Entah mengapa pada saat itu aku merasa melihatnya meneteskan air matanya. Matanya yang memerah dan berkaca-kaca. Mungkin aku tak menyadarinya karena aku masih berumur 12 tahun. Namun kudengar betul lagu ungkapan kasihnya itu. Dan terdengar agak serak basah yang membuatku terbawa suasana, tanpa sadar ikut meneteskan airmata, dan tertidur lelap di kehangatan pangkuannya. Itukah ikatan batin antara anak dengan ibu? Sungguh ku teringat kembali waktu itu. Pada akhir lagunya, meskipun sayup-sayup ku dengar Ibu berkata, “Bertahanlah nak .. Suatu saat nanti kau akan menjadi orang besar.. meskipun tanpa Ibu sekalipun”.

Beberapa tahun setelah itu, Ibuku jatuh sakit.  Aku tak tahu apa penyebabnya. Enam hari setelah ibuku sakit, waktu itu masih berada di sekolahku.
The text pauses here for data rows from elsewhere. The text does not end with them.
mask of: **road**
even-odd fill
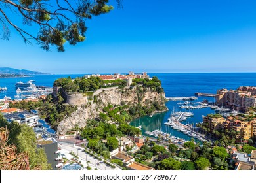
[[[146,137],[148,137],[148,136],[144,136],[145,138],[144,138],[144,140],[146,140]],[[169,143],[168,143],[168,141],[165,141],[165,140],[163,140],[163,142],[161,142],[162,140],[161,139],[160,140],[160,142],[158,142],[158,139],[156,139],[156,138],[153,138],[153,137],[149,137],[149,140],[151,141],[154,141],[156,144],[160,144],[160,145],[162,145],[162,146],[167,146],[168,144],[169,144]],[[179,148],[182,148],[183,147],[183,145],[182,144],[179,144],[179,143],[175,143],[175,142],[171,142],[171,144],[175,144],[177,145]]]
[[[89,165],[93,169],[98,169],[100,170],[121,170],[121,169],[116,167],[113,169],[111,167],[106,165],[102,161],[99,161],[93,156],[87,154],[85,152],[82,152],[82,148],[77,147],[75,144],[65,143],[65,142],[59,142],[59,144],[61,148],[61,153],[64,154],[65,155],[69,154],[70,152],[73,151],[74,153],[78,154],[79,161],[81,161],[81,163],[83,165],[85,168]],[[68,156],[67,156],[68,158]],[[69,158],[68,158],[69,159]],[[89,161],[90,163],[87,163],[87,162]]]

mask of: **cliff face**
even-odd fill
[[[165,105],[165,94],[158,93],[152,92],[149,88],[138,88],[135,86],[133,89],[119,89],[117,88],[110,88],[98,90],[93,96],[89,99],[77,99],[81,96],[68,96],[67,102],[71,101],[70,105],[77,105],[78,110],[73,113],[70,117],[62,120],[58,126],[59,134],[65,134],[67,130],[74,128],[75,124],[79,127],[86,125],[88,119],[93,119],[98,117],[102,108],[108,104],[120,105],[123,101],[129,105],[136,105],[140,103],[142,105],[146,105],[149,101],[157,101],[161,105]],[[72,98],[72,100],[68,99]],[[77,98],[77,99],[74,99]]]

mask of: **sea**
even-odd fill
[[[241,86],[256,86],[256,73],[149,73],[150,77],[157,76],[162,84],[167,97],[194,96],[196,92],[216,93],[218,89],[236,89]],[[26,78],[0,78],[0,87],[7,87],[6,92],[0,92],[0,99],[5,96],[14,99],[16,95],[15,84],[19,81],[27,82],[30,80],[35,80],[36,86],[53,86],[55,80],[59,78],[70,76],[75,78],[84,75],[42,75]],[[214,97],[198,97],[192,102],[202,101],[207,99],[214,102]],[[202,115],[215,113],[210,108],[202,109],[186,110],[179,107],[182,101],[169,101],[166,103],[168,111],[155,114],[152,117],[145,116],[131,122],[130,125],[142,126],[142,134],[146,131],[160,129],[171,133],[171,135],[190,140],[190,137],[181,131],[166,126],[164,123],[168,121],[170,114],[178,111],[188,111],[194,114],[193,117],[182,122],[184,124],[192,124],[202,122]]]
Tak lama selang waktu istirahat, bapak kepala sekolah menghampiriku.

Kepala Sekolah : “ Nak, maafkan bapak… Tolong diterima dengan ikhlas ya berita ini!”

Aku : “ Berita apa ? ”

Kepala Sekolah : “ Tadi ada kabar dari rumah sakit. Ibu mu sedang kritis.. Saat ini dia berada dirumah sakit kasih ibu”
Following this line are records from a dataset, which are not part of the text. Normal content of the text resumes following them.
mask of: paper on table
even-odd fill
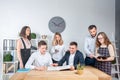
[[[66,69],[70,69],[70,65],[57,66],[57,67],[50,66],[48,67],[47,71],[60,71],[60,70],[66,70]]]
[[[18,69],[17,72],[29,72],[30,69]]]

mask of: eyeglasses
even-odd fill
[[[98,40],[102,40],[103,38],[98,38]]]

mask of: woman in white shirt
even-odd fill
[[[50,53],[52,54],[53,63],[57,63],[64,56],[65,46],[63,45],[62,36],[58,32],[54,35]]]
[[[33,53],[28,59],[25,68],[36,69],[36,70],[46,70],[48,66],[51,66],[52,59],[51,55],[46,52],[47,43],[41,40],[38,43],[38,51]]]

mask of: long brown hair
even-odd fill
[[[21,37],[24,37],[24,38],[26,37],[26,29],[27,29],[27,28],[30,29],[29,26],[24,26],[24,27],[21,29],[21,32],[20,32],[20,36],[21,36]],[[30,35],[31,35],[31,31],[30,31]],[[27,39],[28,39],[28,40],[31,40],[31,36],[30,36],[30,35],[27,36]]]
[[[96,39],[96,47],[100,47],[100,45],[101,45],[101,43],[98,40],[99,35],[103,36],[105,45],[108,46],[109,44],[111,44],[111,42],[110,42],[109,38],[107,37],[107,35],[105,34],[105,32],[99,32],[97,35],[97,39]]]
[[[59,42],[56,40],[56,35],[60,36],[60,40]],[[60,33],[56,32],[55,35],[54,35],[54,39],[52,41],[52,45],[55,46],[55,45],[62,45],[63,44],[63,40],[62,40],[62,36]]]

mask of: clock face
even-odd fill
[[[64,31],[66,25],[65,25],[65,21],[63,18],[56,16],[50,19],[48,26],[51,32],[61,33]]]

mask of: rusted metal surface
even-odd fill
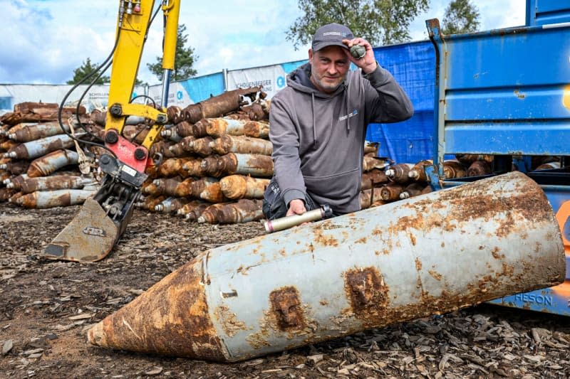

Dengan wajah yang muram, kecewa, pikiran yang kosong, dan perasaan serba salah,  aku langsung berlari menuju rumah sakit kasih ibu, di mana tempat aku dilahirkan. Aku berlari sekuat tenaga sambil berteriak melampiaskan rasa sakit yang ada dihati ini. Sampailah aku diruang pelayanan. Tak berhenti aku berlari menuju ruang ibuku. Dengan nafas terengah-engah kubuka pintu kamar itu. Tak kusangka, aku tak percaya apa yang kulihat. Kulihat ayah dan adik-adikku yang sedang menangis tersedu. Saat itu kulihat seraut wajah yang tak asing bagiku. Seraut wajah yang penuh kasih, yang kini telah tak bernyawa. Inna lillahi wa inna ilaihi raji’un, dan pada akhirnya kutemukan dirinya telah tiada. Begitu sedih hati ini. Melihat orang yang ku cintai telah pergi meninggalkanku untuk selamanya. Terbayang dalam benakku, saat diriku berada dipangkuannya yang hangat dan penuh kasih sayang. Aku pun menangis tak bisa merelakan kepergiannya.  Kapankah aku bisa membalas semua budi baik yang telah dia berikan kepadaku? Di tempat inilah aku bertemu dengannya untuk yang pertama kali, dan di sini pula aku bertemu dengannya untuk yang terakhir kalinya. Meskipun dia tak mengucapkan sepatah kata pun pada ku sebelum dia pergi.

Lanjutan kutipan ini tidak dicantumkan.